10.09.58.06

.06 Limitations.

A. The following services are not covered:

(1) Services not medically necessary;

(2) Therapeutic abortion;

(3) Transportation services;

(4) EPSDT services;

(5) Services delivered in an in-patient hospital setting or ambulatory surgical center other than:

(a) Permanent sterilizations; and

(b) A hysterosalpingogram following the Essure procedure;

(6) Infertility services, including reversal of sterilization; and

(7) Any service not listed in Regulation .05 of this chapter.

B. Limitations for advanced practice nurse services covered under this chapter are those set forth in COMAR 10.09.01.05.

C. Limitations for physician services covered under this chapter are those set forth in COMAR 10.09.02.05.

D. Limitations for free-standing clinic services covered under this chapter are those set forth in COMAR 10.09.08.07.

E. Limitations for pharmacy services covered under this chapter are those set forth in COMAR 10.09.03.05.
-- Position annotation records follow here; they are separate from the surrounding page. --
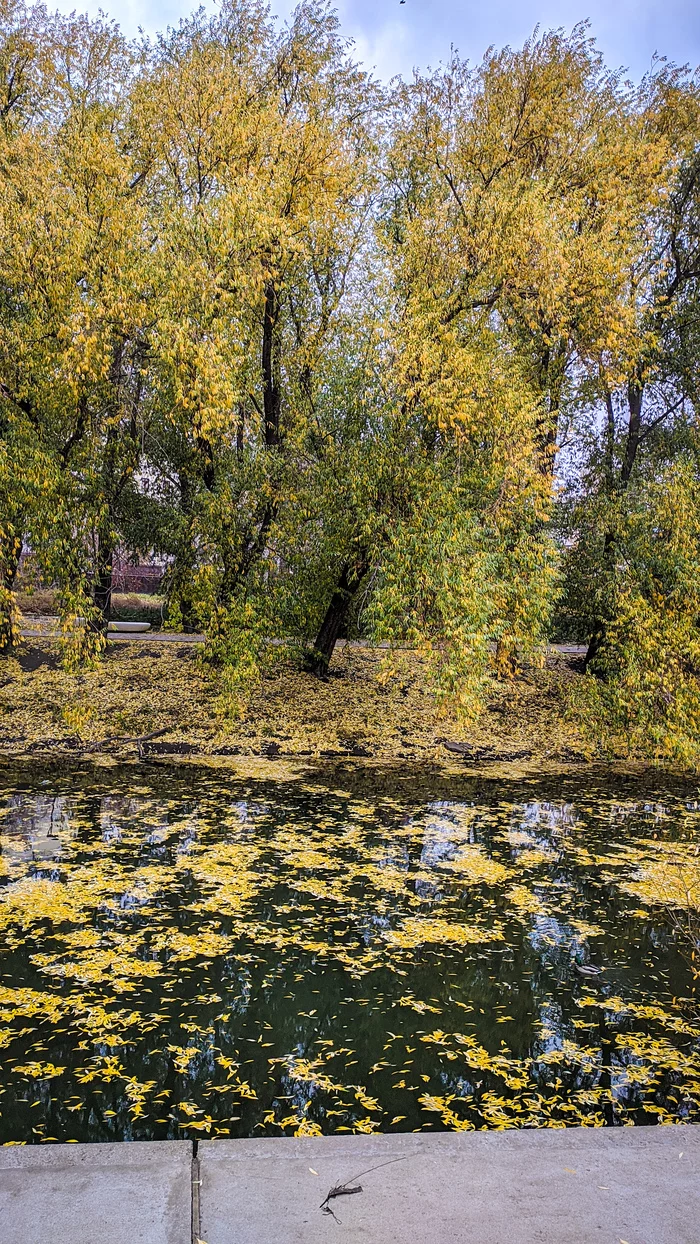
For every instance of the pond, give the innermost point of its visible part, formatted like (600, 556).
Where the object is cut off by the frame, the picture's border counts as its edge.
(208, 956)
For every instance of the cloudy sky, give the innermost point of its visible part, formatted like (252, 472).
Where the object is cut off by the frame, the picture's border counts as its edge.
(394, 37)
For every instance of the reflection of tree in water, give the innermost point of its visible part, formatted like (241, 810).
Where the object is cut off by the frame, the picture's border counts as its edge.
(307, 1003)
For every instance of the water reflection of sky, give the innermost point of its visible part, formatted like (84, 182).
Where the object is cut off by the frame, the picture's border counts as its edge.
(340, 994)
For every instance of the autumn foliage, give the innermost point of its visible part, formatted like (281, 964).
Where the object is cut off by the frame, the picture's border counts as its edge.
(415, 362)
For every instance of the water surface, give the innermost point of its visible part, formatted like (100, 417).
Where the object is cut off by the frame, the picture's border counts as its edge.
(210, 958)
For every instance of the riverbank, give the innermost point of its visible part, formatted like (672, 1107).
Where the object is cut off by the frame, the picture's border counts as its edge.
(576, 1186)
(157, 699)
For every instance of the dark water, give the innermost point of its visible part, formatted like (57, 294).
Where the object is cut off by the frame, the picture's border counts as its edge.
(244, 959)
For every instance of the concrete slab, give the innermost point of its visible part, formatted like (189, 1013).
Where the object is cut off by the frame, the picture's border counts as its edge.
(580, 1186)
(131, 1193)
F. Limitations for medical laboratory services covered under this chapter are those set forth in COMAR 10.09.09.05.

G. Limitations for acute hospital services covered under this chapter are those set forth in COMAR 10.09.92.05.

H. Limitations for physician assistant services covered under this chapter are those set forth in COMAR 10.09.55.05.

I. Limitations for ambulatory surgery centers covered under this chapter are those set forth in COMAR 10.09.42.05.